Lemonade and Sweet and Sour Sauce, the Relationship Between Cancer and Food

23/09/2014 17:14 BST | Updated 23/11/2014 10:59 GMT

When was the last time you thought about food?

Last night? This morning? Just now?

For sure, it's a topic close to all our hearts; a basic human requirement and, for many of us, a source of great comfort and enjoyment.

But for people living with and beyond cancer, their relationship with food can be somewhat different - and frustratingly complex.

Even before treatment starts, patients are about the benefits of a balanced diet and how following one will make them cope better with treatment. Yet shockingly up to 20% of cancer deaths are caused by a form of malnutrition.

For many the enjoyment they used to get out of food disappears.

For some it's as a direct result of their cancer. For example, someone with an oesophageal tumour may need to avoid solid foods because chewing and swallowing is uncomfortable, so meals become supplemented with protein and vitamin shakes.

Others say that being told about the critical need to manage their diet for their overall wellbeing, means that food is no longer a pleasure but becomes purely a necessity.

And some patients tell me that the foods they once loved no longer taste the same. The pleasure of sitting down with a few biscuits and some tea no longer exists.

Cancer itself can affect the way things taste - some tumours can secrete substances which means foods don't have the same flavour. Treatments can also affect it. Chemotherapy is designed to destroy rapidly-dividing cancer cells, but it can also damage normal cells which divide rapidly - such as those in your mouth. The spread of chemotherapy drugs can damage taste receptors and cause taste changes. The association of chemotherapy with feeling nauseous and vomiting can also lead to a loss of taste. Some patients find that radiation therapy can also affect tissues in the head and neck - including taste buds and salivary glands - often leading to a dry mouth.

I often hear that patients find lots of foods have a metal aftertaste - that usually comes as a result of chemotherapy. I suggest that they ditch their usual knife and fork for a bit and try using plastic ones - it's not refined, but it can help. Often people find that red meats are prone to tasting metallic, so you can always replace them with things like chicken or eggs. I recommend experimenting with what patients cook meat in too. Trying sweeter-tasting foods can also work - things like sweet and sour sauce, citrus fruit juice or even vinegar can help.

Tart foods like oranges or grapefruit can also help to get rid of the metallic taste, as can lemonade - though this should be avoided if you have mouth sores.

Some patients complain that foods can taste too strong. If that is the case, I would say that there are ways to try and 'tone down' tastes. Patients can supplement foods with the likes of plain crackers, or toast. Mashed potato is also quite a good addition, as are plain noodles. For those who can face sweeter things, I would suggest custard and plain yoghurt.

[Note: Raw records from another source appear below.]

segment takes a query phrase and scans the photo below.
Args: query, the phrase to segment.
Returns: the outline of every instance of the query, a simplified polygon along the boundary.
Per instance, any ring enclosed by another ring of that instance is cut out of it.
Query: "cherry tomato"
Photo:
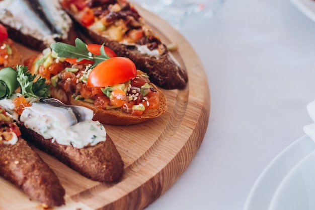
[[[100,44],[87,44],[87,47],[88,47],[88,50],[90,51],[93,54],[98,55],[101,55],[101,47],[102,45]],[[116,57],[117,55],[111,49],[107,47],[104,46],[104,49],[105,51],[105,53],[107,55],[108,55],[110,57]]]
[[[137,76],[135,64],[129,58],[114,57],[97,65],[91,72],[88,85],[104,87],[124,83]]]
[[[4,41],[8,37],[9,35],[8,35],[7,29],[3,25],[0,24],[0,42]]]

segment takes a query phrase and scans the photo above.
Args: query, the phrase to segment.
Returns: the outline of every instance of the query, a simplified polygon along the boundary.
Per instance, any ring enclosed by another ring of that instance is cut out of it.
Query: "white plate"
[[[291,2],[303,14],[315,21],[314,0],[291,0]]]
[[[305,206],[309,207],[312,205],[309,202],[315,202],[312,200],[315,196],[314,177],[315,143],[305,135],[285,149],[264,170],[250,192],[244,210],[310,209]],[[294,205],[289,205],[292,203]]]

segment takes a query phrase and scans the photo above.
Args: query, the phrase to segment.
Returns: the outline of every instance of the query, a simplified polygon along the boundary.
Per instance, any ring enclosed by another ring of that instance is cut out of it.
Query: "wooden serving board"
[[[88,179],[55,158],[34,149],[60,180],[66,204],[56,210],[140,210],[158,198],[181,176],[198,151],[210,113],[207,77],[193,48],[178,31],[155,15],[137,7],[166,44],[176,43],[173,55],[187,69],[183,90],[164,90],[166,113],[137,125],[105,125],[124,162],[119,181]],[[18,45],[24,58],[35,52]],[[42,209],[22,191],[0,178],[0,209]]]

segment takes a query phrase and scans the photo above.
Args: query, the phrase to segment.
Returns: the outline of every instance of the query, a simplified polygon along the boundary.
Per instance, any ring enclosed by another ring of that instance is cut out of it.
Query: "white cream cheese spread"
[[[0,100],[0,106],[8,113],[12,112],[14,109],[12,100],[10,99]],[[70,107],[75,108],[76,112]],[[45,139],[52,138],[53,142],[56,141],[60,145],[71,145],[80,149],[106,141],[105,128],[98,121],[92,120],[93,115],[93,111],[86,107],[67,105],[58,107],[49,103],[34,102],[31,106],[25,107],[20,121],[27,128]]]

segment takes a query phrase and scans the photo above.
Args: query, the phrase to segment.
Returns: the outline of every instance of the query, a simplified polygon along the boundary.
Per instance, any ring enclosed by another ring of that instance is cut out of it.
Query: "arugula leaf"
[[[62,42],[54,43],[50,45],[50,48],[58,54],[58,57],[76,58],[78,62],[84,59],[94,61],[91,68],[110,58],[103,47],[104,44],[100,49],[101,55],[97,55],[90,52],[86,44],[78,38],[75,39],[75,46]]]
[[[21,94],[27,98],[47,98],[49,96],[49,85],[46,84],[46,79],[40,77],[34,82],[36,75],[32,75],[27,69],[27,66],[17,65],[17,80],[20,83]]]

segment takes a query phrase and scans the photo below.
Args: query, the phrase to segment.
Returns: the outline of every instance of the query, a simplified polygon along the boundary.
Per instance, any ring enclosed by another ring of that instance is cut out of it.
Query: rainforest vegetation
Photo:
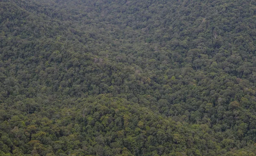
[[[1,0],[0,155],[256,156],[255,0]]]

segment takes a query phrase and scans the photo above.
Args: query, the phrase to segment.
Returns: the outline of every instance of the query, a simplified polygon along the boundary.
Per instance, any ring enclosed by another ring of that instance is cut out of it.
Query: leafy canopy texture
[[[256,5],[0,1],[0,155],[256,156]]]

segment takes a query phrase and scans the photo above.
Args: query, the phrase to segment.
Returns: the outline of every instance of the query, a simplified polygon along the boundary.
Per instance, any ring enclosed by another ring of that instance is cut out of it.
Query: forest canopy
[[[2,0],[0,155],[256,156],[256,1]]]

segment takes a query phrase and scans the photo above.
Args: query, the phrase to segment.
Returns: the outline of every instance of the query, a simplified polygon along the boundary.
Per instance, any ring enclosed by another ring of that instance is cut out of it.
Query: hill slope
[[[256,2],[0,2],[0,155],[253,156]]]

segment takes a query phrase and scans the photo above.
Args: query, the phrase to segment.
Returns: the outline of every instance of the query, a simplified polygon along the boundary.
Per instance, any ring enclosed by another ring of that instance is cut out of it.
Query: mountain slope
[[[253,0],[0,2],[1,155],[250,155]]]

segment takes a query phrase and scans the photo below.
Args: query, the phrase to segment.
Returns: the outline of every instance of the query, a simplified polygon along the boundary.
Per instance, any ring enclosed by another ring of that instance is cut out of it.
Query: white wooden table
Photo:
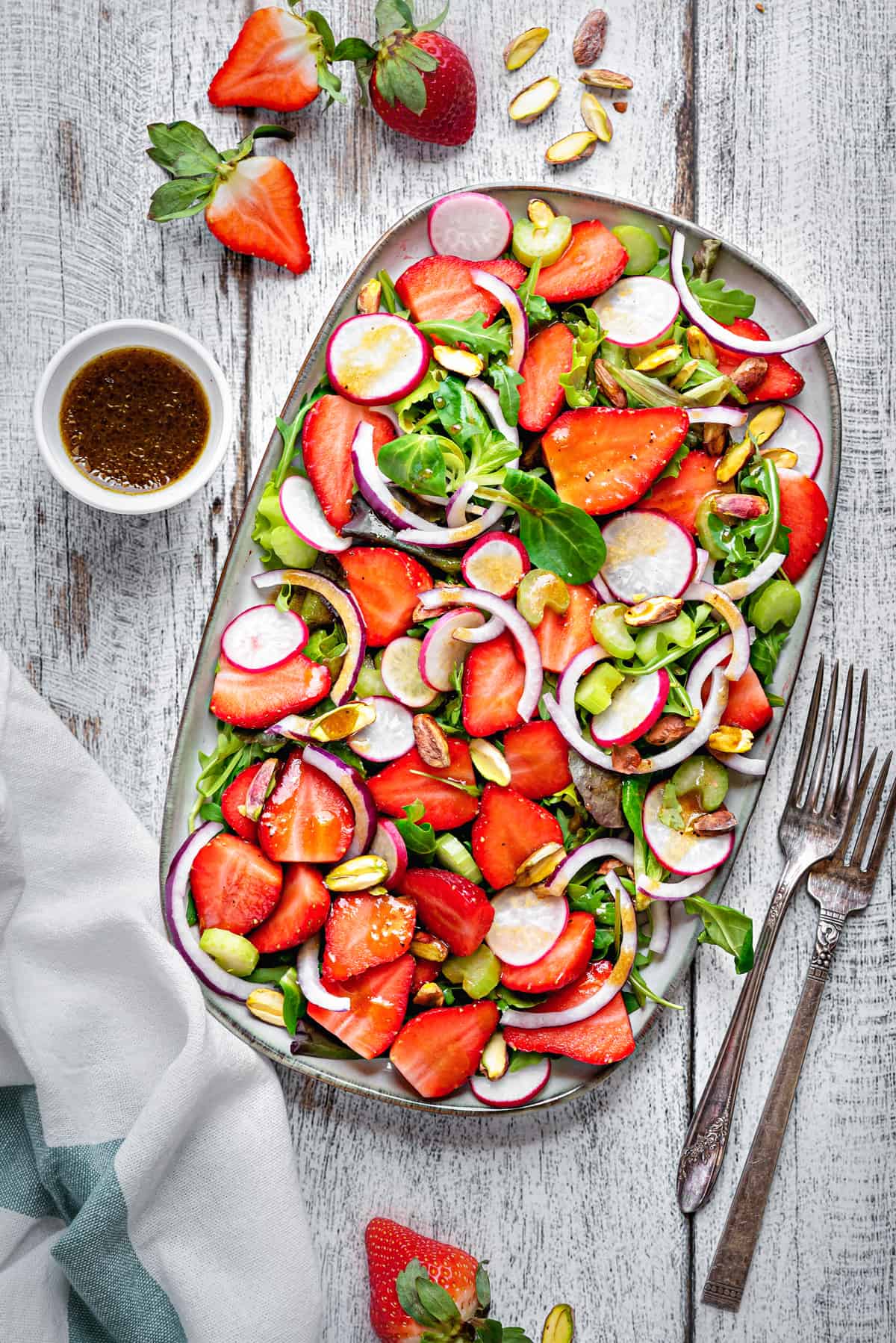
[[[355,105],[285,118],[305,203],[308,275],[224,252],[201,224],[146,223],[161,180],[145,124],[188,117],[226,148],[249,117],[206,87],[250,4],[238,0],[8,0],[0,44],[0,638],[71,731],[157,829],[187,680],[254,463],[302,352],[356,258],[415,201],[477,181],[548,180],[547,144],[578,121],[570,42],[587,0],[454,0],[447,34],[476,66],[480,122],[459,150],[387,132]],[[567,169],[592,187],[697,218],[786,275],[836,318],[845,411],[834,537],[807,665],[819,650],[869,666],[870,737],[896,744],[896,246],[884,62],[893,7],[865,0],[607,0],[603,63],[635,89],[615,137]],[[340,35],[371,35],[368,0],[332,0]],[[508,15],[512,17],[508,19]],[[549,44],[517,75],[501,51],[533,23]],[[532,74],[529,75],[529,70]],[[548,114],[512,126],[512,90],[557,73]],[[352,81],[347,81],[352,82]],[[891,79],[892,99],[892,79]],[[892,101],[889,106],[892,115]],[[273,118],[262,118],[273,120]],[[891,157],[892,164],[892,157]],[[69,498],[44,470],[31,395],[44,363],[93,322],[144,316],[207,342],[235,392],[236,442],[207,490],[122,520]],[[775,823],[807,694],[728,889],[759,917],[779,857]],[[709,1207],[674,1202],[678,1147],[739,984],[707,948],[633,1061],[578,1103],[531,1117],[445,1119],[371,1107],[285,1076],[329,1303],[326,1343],[363,1343],[361,1232],[375,1213],[492,1261],[510,1323],[575,1304],[582,1343],[883,1343],[896,1338],[896,1034],[892,872],[850,923],[806,1062],[739,1315],[700,1304],[709,1257],[807,963],[799,896],[763,994]],[[262,1313],[263,1317],[263,1313]]]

I agree that it can be tough for patients to 'normalise' their diet - by that I mean getting back to eating as they did before diagnosis. Being told by your consultant that you need to eat fresh foods, or those low in saturated fats and high in other 'good' fats is all well and good, but some simply can't face it. Which is fine. It is totally normal to not fancy eating certain foods at first. In fact, it's also totally normal to stop liking the foods you once loved. I tell people to take advantage of this and try something new. Never liked artichokes or olives? Give them a try now. Don't ruin your enjoyment of foods you loved. I also suggest people try to eat nutrient-dense foods, so if they are put off by a plate full of food, have half an avocado and some seeds or nuts instead. They are rich in monounsaturated fats and can contain a high content of Omega-3 fatty acids. I regularly hear from patients who tell me that before treatment they had three square meals a day, but now can't manage that. This isn't unusual. If three meals aren't working, I suggest having a number of regular snacks instead. It's about finding what works for you.

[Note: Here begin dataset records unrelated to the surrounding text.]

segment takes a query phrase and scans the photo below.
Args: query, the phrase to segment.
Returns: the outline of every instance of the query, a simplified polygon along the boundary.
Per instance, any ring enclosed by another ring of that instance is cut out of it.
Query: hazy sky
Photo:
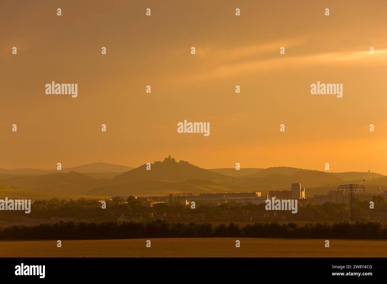
[[[3,0],[0,168],[170,154],[387,174],[386,11],[384,0]],[[52,81],[77,83],[78,97],[46,94]],[[318,81],[343,84],[342,97],[311,95]],[[178,133],[185,119],[209,122],[210,135]]]

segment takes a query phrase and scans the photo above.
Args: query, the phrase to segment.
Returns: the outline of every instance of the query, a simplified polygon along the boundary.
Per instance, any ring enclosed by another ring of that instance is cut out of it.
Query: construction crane
[[[363,189],[363,193],[364,193],[364,182],[365,181],[364,179],[363,180],[363,184],[344,184],[342,185],[340,185],[337,188],[339,192],[341,190],[344,194],[347,192],[348,192],[348,210],[349,211],[349,219],[351,221],[353,221],[355,219],[355,204],[354,202],[353,198],[354,197],[355,193],[358,191],[360,192],[360,189]],[[344,189],[345,189],[345,192],[344,192]]]

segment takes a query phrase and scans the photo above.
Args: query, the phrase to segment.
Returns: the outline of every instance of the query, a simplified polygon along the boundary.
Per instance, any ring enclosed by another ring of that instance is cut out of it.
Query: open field
[[[235,240],[240,247],[235,247]],[[384,257],[387,241],[233,238],[0,241],[0,257]]]

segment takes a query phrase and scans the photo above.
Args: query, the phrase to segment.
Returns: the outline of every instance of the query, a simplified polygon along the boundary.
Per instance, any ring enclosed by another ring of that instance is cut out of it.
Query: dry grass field
[[[0,257],[383,257],[387,241],[240,238],[0,241]]]

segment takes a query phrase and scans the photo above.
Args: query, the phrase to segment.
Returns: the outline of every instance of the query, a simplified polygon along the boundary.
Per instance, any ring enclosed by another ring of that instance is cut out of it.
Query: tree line
[[[209,223],[117,221],[101,223],[60,222],[0,229],[1,240],[98,240],[162,238],[276,238],[387,239],[387,228],[378,221],[307,223],[255,223],[214,226]]]

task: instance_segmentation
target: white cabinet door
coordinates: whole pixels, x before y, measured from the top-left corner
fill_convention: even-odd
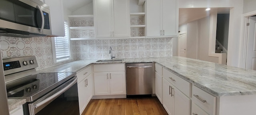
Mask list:
[[[79,111],[80,115],[84,111],[86,107],[86,78],[83,79],[78,85],[78,102],[79,103]]]
[[[163,36],[178,35],[177,3],[176,0],[163,0]]]
[[[162,0],[147,0],[147,36],[161,36],[162,30]]]
[[[155,72],[156,95],[161,103],[162,104],[162,82],[163,77],[157,72]]]
[[[174,115],[190,115],[191,99],[174,88]]]
[[[172,92],[172,87],[170,83],[163,79],[163,106],[169,115],[174,115],[174,97],[173,92]]]
[[[64,36],[62,0],[44,0],[44,2],[50,8],[52,34],[56,36]]]
[[[96,38],[130,36],[130,0],[94,1]]]
[[[177,36],[177,0],[147,0],[148,37]]]
[[[126,94],[125,73],[112,72],[110,74],[110,94]]]
[[[92,94],[93,87],[94,87],[94,83],[93,82],[93,78],[92,77],[92,75],[90,74],[88,75],[86,78],[85,78],[86,86],[86,105],[87,105],[89,101],[91,100],[92,97]]]
[[[95,95],[110,94],[108,73],[94,73],[94,91]]]
[[[96,38],[110,37],[112,33],[111,0],[94,0]]]
[[[129,0],[113,1],[113,37],[129,37],[130,34]]]

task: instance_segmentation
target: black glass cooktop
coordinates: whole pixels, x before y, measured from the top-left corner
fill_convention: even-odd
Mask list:
[[[40,73],[30,75],[9,83],[11,86],[6,87],[7,95],[9,99],[26,98],[27,101],[31,102],[34,101],[28,100],[35,100],[37,98],[34,97],[43,96],[76,74],[76,72],[71,72]]]

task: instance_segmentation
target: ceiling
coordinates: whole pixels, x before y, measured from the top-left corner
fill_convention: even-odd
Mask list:
[[[92,0],[63,0],[63,7],[74,12],[92,2]]]
[[[206,11],[206,8],[183,8],[179,9],[179,26],[210,16],[211,13],[217,12],[218,14],[229,14],[229,8],[211,8]]]

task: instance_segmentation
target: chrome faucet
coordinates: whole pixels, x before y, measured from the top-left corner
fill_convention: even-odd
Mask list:
[[[108,52],[108,53],[111,54],[110,55],[111,59],[116,58],[116,56],[113,56],[113,55],[112,55],[112,48],[111,48],[111,46],[109,47],[109,52]]]

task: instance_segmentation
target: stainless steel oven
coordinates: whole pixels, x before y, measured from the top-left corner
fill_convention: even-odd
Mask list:
[[[37,73],[35,56],[3,64],[8,98],[26,99],[24,115],[79,115],[76,72]]]
[[[50,7],[38,0],[0,0],[0,36],[52,34]]]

If a patient has always eaten a very healthy, low fat diet, sometimes they want to avoid foods that they believe will make them gain weight - this can be a tough one. I usually encourage people to think about their quality of life and not avoid having foods which are high in fat if they fancy them. I also talk to people about the range of healthier options available to try and make sure they're getting the calorie and fat intake they need to help them cope with chemo which can be incredibly draining.

Patients can also find that cold or chilled foods may taste better than foods which are warm or hot, so I'd recommend trying that. Also, food served cold or at room temperature usually have a less strong smell which some people struggle to stomach. For those patients who do want to eat hot foods, I'd suggest making sure you use your extractor fan because that can help eliminate any feelings of nausea as a result of cooking smells.

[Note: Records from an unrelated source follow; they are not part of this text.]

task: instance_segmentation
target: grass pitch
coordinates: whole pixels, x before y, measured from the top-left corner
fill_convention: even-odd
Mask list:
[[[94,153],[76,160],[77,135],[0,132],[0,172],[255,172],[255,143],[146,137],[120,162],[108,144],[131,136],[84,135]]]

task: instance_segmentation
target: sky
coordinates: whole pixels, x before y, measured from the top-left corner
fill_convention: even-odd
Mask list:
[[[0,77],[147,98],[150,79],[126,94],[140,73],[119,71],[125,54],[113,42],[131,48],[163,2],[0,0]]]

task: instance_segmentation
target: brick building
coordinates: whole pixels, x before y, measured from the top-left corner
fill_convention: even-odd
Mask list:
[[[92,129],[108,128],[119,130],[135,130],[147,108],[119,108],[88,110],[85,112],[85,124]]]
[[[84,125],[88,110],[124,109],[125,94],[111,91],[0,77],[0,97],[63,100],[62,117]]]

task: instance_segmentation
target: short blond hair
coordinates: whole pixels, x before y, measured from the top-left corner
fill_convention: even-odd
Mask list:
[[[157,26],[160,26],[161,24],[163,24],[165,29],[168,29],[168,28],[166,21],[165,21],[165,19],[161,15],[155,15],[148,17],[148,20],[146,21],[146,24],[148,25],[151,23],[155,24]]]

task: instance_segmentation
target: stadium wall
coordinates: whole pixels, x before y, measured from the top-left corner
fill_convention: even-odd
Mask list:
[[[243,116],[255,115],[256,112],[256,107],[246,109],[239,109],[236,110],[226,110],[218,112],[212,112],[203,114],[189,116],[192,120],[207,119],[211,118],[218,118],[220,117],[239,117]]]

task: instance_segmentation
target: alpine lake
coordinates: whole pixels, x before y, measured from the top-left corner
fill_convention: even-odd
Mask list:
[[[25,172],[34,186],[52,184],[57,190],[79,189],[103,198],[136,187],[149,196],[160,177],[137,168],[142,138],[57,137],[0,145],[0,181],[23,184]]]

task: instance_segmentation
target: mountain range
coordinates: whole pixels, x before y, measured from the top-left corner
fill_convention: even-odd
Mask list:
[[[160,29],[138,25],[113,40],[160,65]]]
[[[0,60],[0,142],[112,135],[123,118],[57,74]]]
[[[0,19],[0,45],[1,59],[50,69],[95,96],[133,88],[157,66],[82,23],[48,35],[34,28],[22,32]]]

As I say, food can be complex issue: one of life's great pleasures for the majority but a source of frustration, change and disappointment for those living with and beyond cancer. There is a reason health professionals recommend a healthy, balanced diet for cancer patients. It can help reduce the risk of becoming unwell again and it also helps retain fitness for treatment. But we are also realistic and know that maintaining the right diet is not always easy.

On days when it is too hard, my advice would be to put food to the back of your mind and look for enjoyment elsewhere. Watch your favourite film, get out in the garden or spend some time with friends and family... After all, tomorrow things might be different.